Following Wales’ thrilling 32-26 win, social media quickly became a lightning rod for conspiracy theorists lamenting the raw deal handed to Pacific nations, the overreach extending well beyond valid questions around referee Matthew Carley’s reluctance to be stricter on Wales for their repeated red zone infringements.

Having spent many hours in the coaching box alongside Michael Cheika, I expect Fiji coach Simon Raiwalui to understand how playing the victim – justified or not – is a forlorn pursuit. His side left plenty of points on the pitch in Bordeaux of their own accord, and it is their ability to fix the things that are under their own control, that will determine their fate against Australia.

There is no doubt that the Fijian Drua’s entry into Super Rugby has helped draw the two nations closer. A deeper talent pool has emerged, and the experience of playing from week to week, in a professional environment, with all of the rugby and non-rugby challenges that exist for young men from the islands, has gradually been absorbed and learned.

Goal-kicking worry for Fiji

Perhaps Fiji’s biggest concern is around goal-kicking, with the untimely loss of Caleb Muntz throwing too much pressure back on to Teti Tela; a talented player, but by some distance, Super Rugby’s worst goal-kicker.

That’s even more motivation for the Wallabies to keep accumulating points and keep Fiji under check on the scoreboard, forcing them to keep up in multiples of five.

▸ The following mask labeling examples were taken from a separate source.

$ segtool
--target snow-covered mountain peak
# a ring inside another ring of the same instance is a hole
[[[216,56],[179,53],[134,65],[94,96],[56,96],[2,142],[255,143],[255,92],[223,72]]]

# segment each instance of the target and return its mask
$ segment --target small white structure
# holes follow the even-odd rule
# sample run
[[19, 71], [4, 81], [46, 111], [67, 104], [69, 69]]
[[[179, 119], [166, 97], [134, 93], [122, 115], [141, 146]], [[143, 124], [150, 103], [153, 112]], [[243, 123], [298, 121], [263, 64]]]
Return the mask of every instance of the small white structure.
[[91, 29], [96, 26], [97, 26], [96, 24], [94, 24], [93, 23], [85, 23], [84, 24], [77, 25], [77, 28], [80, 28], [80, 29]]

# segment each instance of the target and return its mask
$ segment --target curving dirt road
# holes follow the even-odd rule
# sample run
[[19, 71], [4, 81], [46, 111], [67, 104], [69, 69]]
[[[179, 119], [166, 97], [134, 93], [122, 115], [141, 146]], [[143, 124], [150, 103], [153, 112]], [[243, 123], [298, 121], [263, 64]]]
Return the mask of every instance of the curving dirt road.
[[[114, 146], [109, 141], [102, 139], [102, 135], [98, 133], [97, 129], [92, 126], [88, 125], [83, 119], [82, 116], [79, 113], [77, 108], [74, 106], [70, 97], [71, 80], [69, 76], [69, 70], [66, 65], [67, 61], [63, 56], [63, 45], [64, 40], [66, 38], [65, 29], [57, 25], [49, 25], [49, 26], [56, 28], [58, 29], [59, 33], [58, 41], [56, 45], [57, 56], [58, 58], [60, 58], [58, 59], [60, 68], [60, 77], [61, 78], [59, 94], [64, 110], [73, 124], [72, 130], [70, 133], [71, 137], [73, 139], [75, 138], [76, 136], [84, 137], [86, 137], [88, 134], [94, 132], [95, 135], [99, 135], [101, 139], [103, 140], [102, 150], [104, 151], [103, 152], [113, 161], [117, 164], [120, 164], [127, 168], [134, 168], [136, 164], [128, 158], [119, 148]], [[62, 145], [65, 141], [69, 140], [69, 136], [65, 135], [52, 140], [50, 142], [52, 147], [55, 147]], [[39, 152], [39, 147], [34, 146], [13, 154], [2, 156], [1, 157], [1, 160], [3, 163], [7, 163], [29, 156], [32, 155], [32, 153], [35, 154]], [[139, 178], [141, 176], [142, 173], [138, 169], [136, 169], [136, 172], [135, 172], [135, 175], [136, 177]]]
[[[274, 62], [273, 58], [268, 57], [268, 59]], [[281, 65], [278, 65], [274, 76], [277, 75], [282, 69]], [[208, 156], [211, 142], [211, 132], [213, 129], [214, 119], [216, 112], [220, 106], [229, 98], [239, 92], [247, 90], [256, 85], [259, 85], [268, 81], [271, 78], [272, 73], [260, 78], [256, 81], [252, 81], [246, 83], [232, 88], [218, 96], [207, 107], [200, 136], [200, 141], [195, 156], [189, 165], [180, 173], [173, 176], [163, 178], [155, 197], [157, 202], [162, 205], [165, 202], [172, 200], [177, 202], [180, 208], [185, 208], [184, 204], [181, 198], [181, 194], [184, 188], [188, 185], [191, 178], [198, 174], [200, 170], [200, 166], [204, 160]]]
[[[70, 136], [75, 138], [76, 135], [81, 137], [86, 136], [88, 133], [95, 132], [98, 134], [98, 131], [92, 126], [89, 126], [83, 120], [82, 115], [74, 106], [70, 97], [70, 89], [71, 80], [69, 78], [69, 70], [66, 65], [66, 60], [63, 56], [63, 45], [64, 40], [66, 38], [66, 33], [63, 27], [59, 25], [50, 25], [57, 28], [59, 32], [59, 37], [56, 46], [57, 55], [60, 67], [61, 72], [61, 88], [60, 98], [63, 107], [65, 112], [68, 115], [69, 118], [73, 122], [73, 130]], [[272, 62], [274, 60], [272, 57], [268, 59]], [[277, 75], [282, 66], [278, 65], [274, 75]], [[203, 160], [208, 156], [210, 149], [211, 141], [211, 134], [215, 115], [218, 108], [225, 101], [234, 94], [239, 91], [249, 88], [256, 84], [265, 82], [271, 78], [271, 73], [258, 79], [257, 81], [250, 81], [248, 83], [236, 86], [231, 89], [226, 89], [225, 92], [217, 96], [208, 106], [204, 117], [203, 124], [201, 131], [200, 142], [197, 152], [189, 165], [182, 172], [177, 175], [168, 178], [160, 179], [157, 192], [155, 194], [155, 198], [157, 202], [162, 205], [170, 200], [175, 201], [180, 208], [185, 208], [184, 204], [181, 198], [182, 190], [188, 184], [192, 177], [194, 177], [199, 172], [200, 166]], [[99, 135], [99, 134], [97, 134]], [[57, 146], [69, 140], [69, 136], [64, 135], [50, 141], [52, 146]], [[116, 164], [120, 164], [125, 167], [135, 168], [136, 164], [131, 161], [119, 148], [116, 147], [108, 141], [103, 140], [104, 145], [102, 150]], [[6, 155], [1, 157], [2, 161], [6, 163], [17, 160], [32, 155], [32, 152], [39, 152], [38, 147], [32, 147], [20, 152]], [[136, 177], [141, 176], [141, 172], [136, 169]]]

That increased level of familiarity also works to the Wallabies’ advantage. It doesn’t make the crunching hits to the body any less painful, but Australian Super Rugby sides have developed a template that draws Fiji away from their preferred areas, and attempts to negate their power-running threats.

That’s the theory anyway. And we all know what happens to many of the best laid theories.

The Wallabies have impressively put one tricky opponent to bed, but have a far more imposing challenge on their hands, in Fiji. Pool C may not end up delivering the winner of the World Cup, but it did give us the match of the first round, and may well end up doing the same in round two.